Global business conditions are generally favourable, but muted, says Moody’s Investors Service in a new report.

Most industry sector outlooks are stable, 14 are positive, and just four are negative, the rating agency says in a new report. It notes that there were just four changes among the 55 non-financial industry sector outlooks it maintains worldwide. The sector outlooks reflect the rating agency’s view of the fundamental business conditions for an industry over the coming 12 to 18 months.

“An air of cautious optimism continues to settle over the broad group of corporate industries we cover, hence we saw few outlook changes in the first three months of this year,” says Mark Gray, managing director of global corporate finance at Moody’s. “The global economic recovery remains fragile, though is poised to accelerate.”

Over the next year, rising interest rates pose some risk, Gray notes. For example, Moody’s says that while the outlook for U.S. homebuilding remains positive, the sector is less robust than it was at the end of 2013, highlighting risks as the Federal Reserve unwinds its quantitative easing program. “A discernible slowing in U.S. homebuilding would hit numerous other sectors that depend on consumer confidence, from consumer durables to restaurants and lodging and cruise,” it notes.

Moody’s also reports that individual sector operating profit (EBITDA) forecasts for the next 12 months also show good but slightly diminished momentum. The 3.5% median EBITDA growth forecast matches Moody’s central scenario for 2014 GDP expansion in the G20 economies—and represents a brisker pace of growth than in 2012 or 2013, it says, although this is down from last quarter’s 3.9% forecast.

One key sector that had its outlook revised to positive from stable during the first quarter is the North American diversified manufacturing sector, which Moody’s says suggests that the chances of a broader favourable move are improving.

“A positive outlook for North American diversified manufacturers is one of the best economic omens we see, as it signals sustainable underlying economic activity,” Gray says.
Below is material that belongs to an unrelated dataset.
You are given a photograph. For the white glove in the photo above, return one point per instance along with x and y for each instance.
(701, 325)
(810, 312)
Signs of sustainable activity will enable central banks to continue reducing their support, the report notes. However, it says, stronger growth in advanced economies “could result in painful adjustments in certain emerging markets, with currency declines leading to inflation and higher interest rates. While near-term risk is moderate, a dip in performance in some of the biggest emerging economies could ultimately dampen performance for many sectors that depend on the global marketplace.”